Space Rocks From The Sky
- 9th Nov 2016
- Author: Tamela Maciel
What was the Earth like when it first formed? How has it grown into the living oasis of a planet that we know today? Where did Earth get all of the raw ingredients that are necessary to form life?
These fundamental, ancient questions about how we came to be can only be answered by looking out beyond Earth.
To understand ourselves, we must explore space.
4.5 Billion Year Old Time Capsules
That’s because Earth didn’t form in a vacuum (metaphorically speaking); it formed as a small, leftover bit of debris in the enormous cloud of gas, dust, and rock that surrounded our early Sun. This exact same debris cloud also formed the seven other planets, the asteroid belt, and the dwarf planets, icy comets, and other Kuiper belt objects that circle our star. The whole Solar System was built from the same basic building blocks.
On Earth, pristine examples of these basic building blocks are hard to come by. Weather and geology on the surface has warped, reshaped, and covered up the primordial stuff. But elsewhere in the Solar System, perfect time capsules do exist – time capsules which allow us to reach back 4.5 billion years ago to when the Solar System was first forming to see the stuff that we are made from.
Meteoroids and comets are two key examples. We think that these little bodies of rock and ice are as old as the Solar System itself, chunks leftover from that original debris cloud that never got scooped up into a planet.
But of course, the Solar System being the dynamic place that it is, meteoroids and comets move around, and sometimes a chunk of rock that’s been biding its time for more than four billion years is suddenly diverted onto a kamikaze course towards the surface of a planet.
Melted Asteroid Cores
Last week a new rock was found on the surface of Mars by NASA’s Curiosity rover – turns out this rock isn’t Martian though. Curiosity’s laser zapped the rock to test its composition and confirmed that the rock is an iron meteorite that likely fell from the sky many millions of years ago.
This was the first time that a meteorite on Mars has been laser-analysed for detailed study, and it’s fun to think that Curiosity is now acting out the same role that a meteorite-hunter here on Earth goes through when they find a strange new rock.
Iron meteorites are the most easily recognisable space rocks. Their smooth surfaces, magnetic properties, and bizarre shapes are dead giveaways that these rocks aren’t local.
It’s thought that iron meteorites are the dense, melted cores of bigger asteroids that have broken apart in a collision.
Moon Gardening
The Moon also suffers bombardment from space rocks, as is clear from its heavily cratered surface. But until recently, we hadn’t realised just how common new impacts are.
Scientists use the term ‘gardening rate’ to refer to how quickly the top few centimetres of lunar soil is churned and replaced by fresh impacts. Turns out that Moon gardening is happening at a rate 100 times faster than previously thought, thanks to new data from NASA’s Lunar Reconnaissance Orbiter. Since the Orbiter first entered orbit around the Moon in 2009, it has detected more than 200 fresh impacts, thanks to before and after photographs of new craters.

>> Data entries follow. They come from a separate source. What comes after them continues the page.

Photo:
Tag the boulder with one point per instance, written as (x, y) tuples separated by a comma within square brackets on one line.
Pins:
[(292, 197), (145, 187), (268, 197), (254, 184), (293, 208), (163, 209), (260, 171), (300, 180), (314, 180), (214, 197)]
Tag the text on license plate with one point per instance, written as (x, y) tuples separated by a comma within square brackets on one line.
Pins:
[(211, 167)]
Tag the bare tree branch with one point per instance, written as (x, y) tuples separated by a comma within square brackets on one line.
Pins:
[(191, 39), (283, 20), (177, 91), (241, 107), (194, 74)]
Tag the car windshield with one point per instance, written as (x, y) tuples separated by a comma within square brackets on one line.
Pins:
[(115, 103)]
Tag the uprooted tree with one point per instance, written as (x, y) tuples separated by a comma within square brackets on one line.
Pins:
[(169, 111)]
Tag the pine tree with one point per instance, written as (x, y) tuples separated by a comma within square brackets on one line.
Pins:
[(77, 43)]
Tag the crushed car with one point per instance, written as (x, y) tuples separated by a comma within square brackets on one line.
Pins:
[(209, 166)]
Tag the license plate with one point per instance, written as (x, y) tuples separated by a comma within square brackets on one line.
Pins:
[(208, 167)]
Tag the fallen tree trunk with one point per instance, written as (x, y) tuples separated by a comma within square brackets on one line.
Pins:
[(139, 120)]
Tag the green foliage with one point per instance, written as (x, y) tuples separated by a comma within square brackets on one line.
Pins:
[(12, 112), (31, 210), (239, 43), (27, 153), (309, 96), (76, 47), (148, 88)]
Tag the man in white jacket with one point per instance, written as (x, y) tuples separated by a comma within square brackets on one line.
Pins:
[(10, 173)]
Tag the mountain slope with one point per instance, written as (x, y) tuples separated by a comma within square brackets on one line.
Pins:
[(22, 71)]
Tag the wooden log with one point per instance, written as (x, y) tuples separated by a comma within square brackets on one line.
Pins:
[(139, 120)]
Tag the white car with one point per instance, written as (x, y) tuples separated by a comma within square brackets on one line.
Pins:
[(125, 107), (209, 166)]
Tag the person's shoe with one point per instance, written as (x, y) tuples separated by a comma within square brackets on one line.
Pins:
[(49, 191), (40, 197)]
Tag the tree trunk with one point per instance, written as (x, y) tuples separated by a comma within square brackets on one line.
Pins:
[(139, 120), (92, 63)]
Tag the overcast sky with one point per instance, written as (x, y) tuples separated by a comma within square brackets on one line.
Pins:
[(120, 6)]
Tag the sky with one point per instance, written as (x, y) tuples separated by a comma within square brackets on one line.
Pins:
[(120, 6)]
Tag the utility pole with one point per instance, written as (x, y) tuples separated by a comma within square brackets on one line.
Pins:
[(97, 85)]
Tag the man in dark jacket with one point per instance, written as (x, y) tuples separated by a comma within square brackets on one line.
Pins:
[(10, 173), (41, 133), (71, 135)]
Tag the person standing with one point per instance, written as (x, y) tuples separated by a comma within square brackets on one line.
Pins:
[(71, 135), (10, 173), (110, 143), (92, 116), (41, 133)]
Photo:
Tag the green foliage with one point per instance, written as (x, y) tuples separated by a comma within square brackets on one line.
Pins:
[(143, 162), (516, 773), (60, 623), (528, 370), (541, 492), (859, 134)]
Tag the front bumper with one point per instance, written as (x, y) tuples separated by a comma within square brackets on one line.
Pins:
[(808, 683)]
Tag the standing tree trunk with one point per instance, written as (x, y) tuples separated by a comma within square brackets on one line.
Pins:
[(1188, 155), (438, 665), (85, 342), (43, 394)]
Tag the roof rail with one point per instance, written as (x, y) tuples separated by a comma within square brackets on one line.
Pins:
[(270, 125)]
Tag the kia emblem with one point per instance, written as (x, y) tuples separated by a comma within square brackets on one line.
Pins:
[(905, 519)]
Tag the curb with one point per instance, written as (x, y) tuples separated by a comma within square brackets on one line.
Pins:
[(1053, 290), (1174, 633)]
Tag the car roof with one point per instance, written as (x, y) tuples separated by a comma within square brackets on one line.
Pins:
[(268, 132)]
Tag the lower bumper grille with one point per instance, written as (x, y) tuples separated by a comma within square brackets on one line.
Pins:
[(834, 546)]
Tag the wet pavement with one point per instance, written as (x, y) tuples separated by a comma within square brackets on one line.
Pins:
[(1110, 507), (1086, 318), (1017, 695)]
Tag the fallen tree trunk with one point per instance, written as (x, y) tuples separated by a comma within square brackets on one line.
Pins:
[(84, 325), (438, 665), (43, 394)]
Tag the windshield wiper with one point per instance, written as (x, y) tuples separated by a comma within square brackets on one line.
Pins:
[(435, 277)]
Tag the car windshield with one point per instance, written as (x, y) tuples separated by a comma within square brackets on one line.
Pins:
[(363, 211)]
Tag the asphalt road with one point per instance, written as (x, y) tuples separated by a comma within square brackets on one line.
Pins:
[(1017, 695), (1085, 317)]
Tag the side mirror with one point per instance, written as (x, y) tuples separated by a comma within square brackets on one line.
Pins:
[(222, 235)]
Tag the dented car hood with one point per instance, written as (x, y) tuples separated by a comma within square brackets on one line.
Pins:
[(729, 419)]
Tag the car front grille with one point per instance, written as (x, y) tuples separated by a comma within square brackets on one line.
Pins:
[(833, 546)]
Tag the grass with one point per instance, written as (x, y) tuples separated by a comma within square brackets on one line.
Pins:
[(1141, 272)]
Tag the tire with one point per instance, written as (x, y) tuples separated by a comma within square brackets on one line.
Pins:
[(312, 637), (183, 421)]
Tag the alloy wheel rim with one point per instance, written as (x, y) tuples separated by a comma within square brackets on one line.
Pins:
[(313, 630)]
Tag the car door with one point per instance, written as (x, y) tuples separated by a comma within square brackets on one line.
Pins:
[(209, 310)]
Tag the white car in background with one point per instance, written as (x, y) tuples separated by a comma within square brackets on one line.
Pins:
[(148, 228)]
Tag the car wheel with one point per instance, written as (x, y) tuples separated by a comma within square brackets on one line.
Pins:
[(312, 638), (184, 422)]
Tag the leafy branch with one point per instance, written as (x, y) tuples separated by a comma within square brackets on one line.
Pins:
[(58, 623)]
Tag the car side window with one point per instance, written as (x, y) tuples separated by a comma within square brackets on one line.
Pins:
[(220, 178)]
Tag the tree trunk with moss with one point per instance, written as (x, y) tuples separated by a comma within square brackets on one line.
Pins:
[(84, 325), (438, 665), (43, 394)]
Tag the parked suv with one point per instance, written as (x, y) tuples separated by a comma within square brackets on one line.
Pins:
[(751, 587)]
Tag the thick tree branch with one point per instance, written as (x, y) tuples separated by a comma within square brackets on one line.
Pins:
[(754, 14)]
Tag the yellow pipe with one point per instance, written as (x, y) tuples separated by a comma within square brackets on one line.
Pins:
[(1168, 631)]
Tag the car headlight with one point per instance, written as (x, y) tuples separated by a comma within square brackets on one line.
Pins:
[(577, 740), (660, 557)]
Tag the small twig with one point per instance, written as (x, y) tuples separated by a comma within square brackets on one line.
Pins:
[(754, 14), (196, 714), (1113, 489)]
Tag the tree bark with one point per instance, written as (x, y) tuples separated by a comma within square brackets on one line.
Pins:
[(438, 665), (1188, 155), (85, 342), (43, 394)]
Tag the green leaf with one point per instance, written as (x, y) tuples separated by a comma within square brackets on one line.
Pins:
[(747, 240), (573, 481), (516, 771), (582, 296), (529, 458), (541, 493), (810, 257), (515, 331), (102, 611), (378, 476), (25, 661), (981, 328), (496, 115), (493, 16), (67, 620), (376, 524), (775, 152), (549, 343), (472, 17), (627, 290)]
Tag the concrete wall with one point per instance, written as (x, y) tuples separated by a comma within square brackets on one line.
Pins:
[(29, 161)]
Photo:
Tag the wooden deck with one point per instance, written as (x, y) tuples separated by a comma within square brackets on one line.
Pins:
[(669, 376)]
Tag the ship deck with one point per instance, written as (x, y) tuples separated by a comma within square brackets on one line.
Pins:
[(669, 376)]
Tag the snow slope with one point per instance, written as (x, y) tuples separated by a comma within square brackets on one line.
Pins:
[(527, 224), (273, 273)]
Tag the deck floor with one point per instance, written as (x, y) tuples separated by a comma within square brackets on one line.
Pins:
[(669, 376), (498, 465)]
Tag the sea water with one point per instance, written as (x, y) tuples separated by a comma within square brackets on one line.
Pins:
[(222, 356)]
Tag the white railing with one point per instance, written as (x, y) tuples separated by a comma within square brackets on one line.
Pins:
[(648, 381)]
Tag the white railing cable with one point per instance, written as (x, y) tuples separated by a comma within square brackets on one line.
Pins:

This means that crater-free areas on the Moon are probably younger than we think and won’t stay crater-free for long. Even the Apollo astronaut footprints may be gone in a few tens of thousands of years rather than the millions of years previously thought.
Comet Ingredients
When ESA’s Rosetta mission ended on 30 September 2016, it was a bittersweet moment.
For more than two years, this mission to a comet revealed so many telling clues as to where the organic materials and water on Earth may have come from.
The water found on Rosetta’s comet is slightly different than the water on Earth, leaving the link between comets and water on Earth still a mystery. But Rosetta did make the first clear detection of the simplest amino acid, glycine, on a comet. Glycine is the basis of many proteins here on Earth – perhaps it was a comet that brought glycine and other complex molecules to Earth in the first place.
The Solar System is a pretty mixed up place and always has been. As recent discoveries have reminded us, rocks and other materials are readily swapped between bodies. Perhaps rocks from space even provided the raw ingredients that sparked the formation of life here on Earth.
This is why it’s important to study other places in the Solar System.
Because those other places aren’t really other places. Everything formed from the same debris cloud as the Sun formed, and even after formation, all of the planets, comets, and meteoroids continue to swap material at surprisingly high rates. What’s mine is yours.